Syria and France have been the most dangerous country for journalists in 2015, the Committee to Protect Journalists (CPJ) has found following the al-Qaeda attack on Charlie Hebdo in Paris and the continued persecution of reporters by Islamic State (Isis).
The CPJ found that over the course of 2015 69 journalists were killed around the world as a direct result of their work. Around 40% of journalists killed were murdered by IS and al-Qaeda in France, Bangladesh, Syria, Yemen, Somalia and Iraq.
69 journalists killed on assignment in 2015:
- Seventeen journalists worldwide were killed in combat or crossfire. Five were killed on a dangerous assignment.
- At least 28 of the 47 murder victims received threats before they were killed.
- For the first time since 2007, CPJ did not document a single journalist killed in direct relation to work in the Philippines. However, at least seven journalists were killed in unclear circumstances, and CPJ continues to investigate these cases for a work-related motive.
- Broadcast reporter was the most dangerous job, with 25 killed. 29 victims worked online.

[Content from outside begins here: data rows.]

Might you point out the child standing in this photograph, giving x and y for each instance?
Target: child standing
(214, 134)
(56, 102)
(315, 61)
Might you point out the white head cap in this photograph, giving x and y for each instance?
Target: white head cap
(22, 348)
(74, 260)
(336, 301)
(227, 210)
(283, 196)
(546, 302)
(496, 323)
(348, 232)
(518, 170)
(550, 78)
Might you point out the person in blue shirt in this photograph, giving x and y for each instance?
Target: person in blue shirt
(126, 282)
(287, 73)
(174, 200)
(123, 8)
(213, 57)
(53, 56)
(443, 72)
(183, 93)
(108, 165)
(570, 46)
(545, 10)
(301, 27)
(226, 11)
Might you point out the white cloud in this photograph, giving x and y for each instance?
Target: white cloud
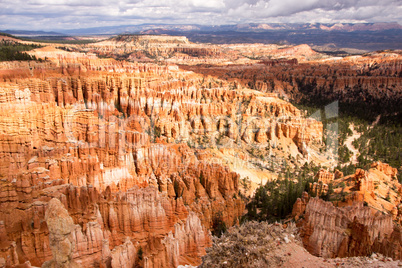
(59, 14)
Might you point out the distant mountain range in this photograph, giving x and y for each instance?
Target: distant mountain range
(364, 36)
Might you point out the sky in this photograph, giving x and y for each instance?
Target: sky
(74, 14)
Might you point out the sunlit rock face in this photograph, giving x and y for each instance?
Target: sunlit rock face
(361, 221)
(109, 163)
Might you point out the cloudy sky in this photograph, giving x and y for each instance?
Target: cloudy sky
(72, 14)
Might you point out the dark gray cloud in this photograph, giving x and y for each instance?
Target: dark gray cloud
(67, 14)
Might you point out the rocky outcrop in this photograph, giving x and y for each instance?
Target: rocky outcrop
(329, 231)
(61, 228)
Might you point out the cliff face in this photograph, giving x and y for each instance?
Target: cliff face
(129, 150)
(372, 81)
(363, 222)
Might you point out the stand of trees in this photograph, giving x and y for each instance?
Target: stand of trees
(10, 50)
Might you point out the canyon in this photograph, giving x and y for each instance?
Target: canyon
(127, 152)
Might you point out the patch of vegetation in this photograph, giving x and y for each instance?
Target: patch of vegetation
(10, 50)
(274, 200)
(218, 225)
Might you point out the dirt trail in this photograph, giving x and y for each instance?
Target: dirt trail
(348, 143)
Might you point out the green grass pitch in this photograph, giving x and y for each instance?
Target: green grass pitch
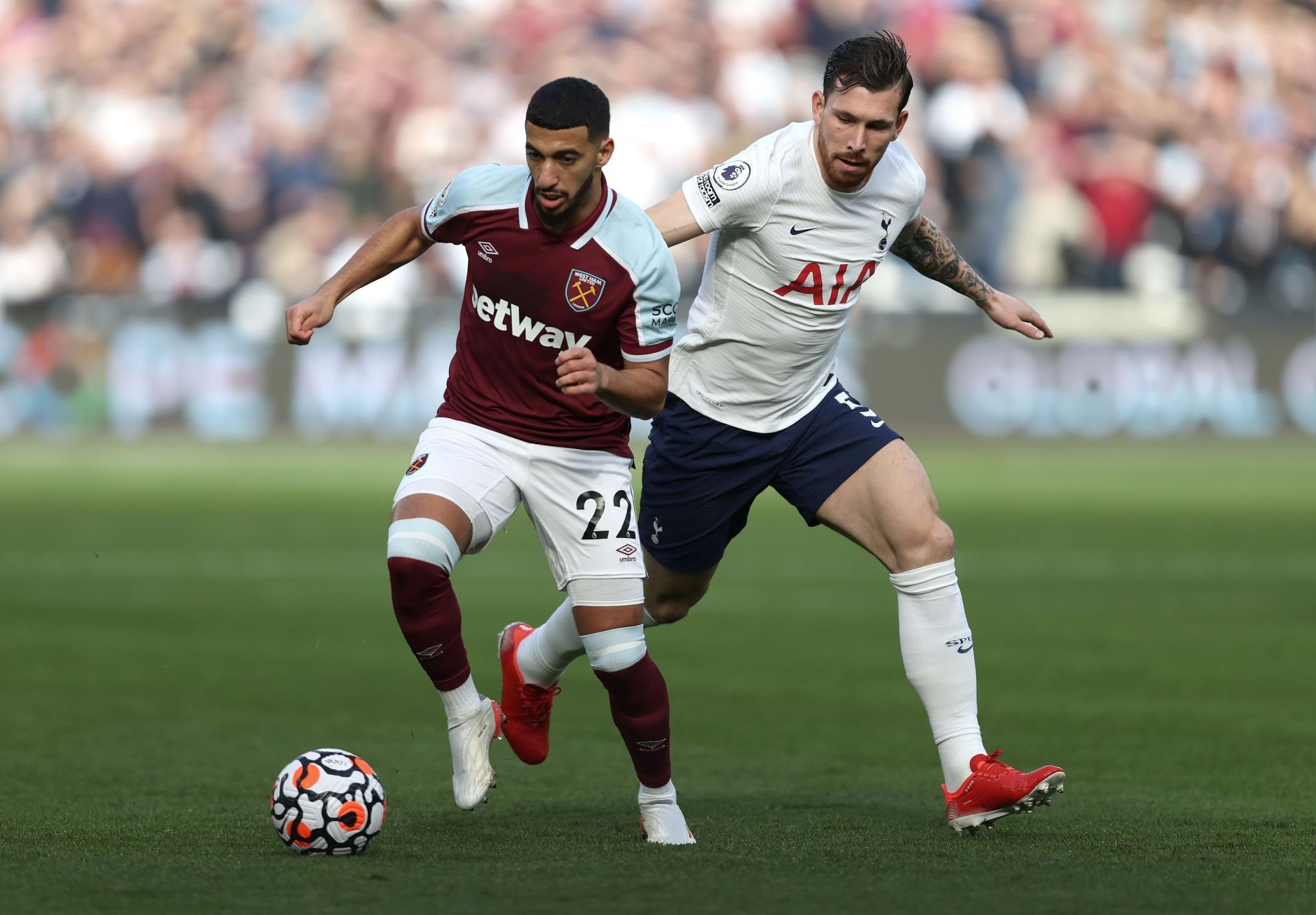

- The most common beat covered by victims was politics, followed by war and human rights.
Source: The Committee to Protect Journalists
In France in the Charlie Hebdo attacks nine journalists were killed. They included not only some of France's foremost satirists and cartoonists but also copy editors and columnists.
In Syria 13 journalists were killed over the course of 2015; less than the number killed in 2014 – the year in which James Foley and Steven Sotloff were beheaded by the Islamic State. The decline in killings was the result of fewer journalists now operating on the ground in Syria, the CPS reported.
The number of journalists killed around the world in 2015 increased on the previous year. Worldwide, 69 journalists were killed in the line of duty — including those murdered in reprisals for their work as well as those killed in combat or crossfire or on other dangerous assignments. In 2014 61 were killed
At least five journalists were killed in each Iraq, Brazil, Bangladesh, South Sudan, and Yemen.
After Islamist groups operating from the Middle East and North Africa, about one third of killings worldwide came at the hands of criminal groups, government officials, or local residents. In most cases this was drug traffickers or local authorities suspected of being in collusion with organised crime.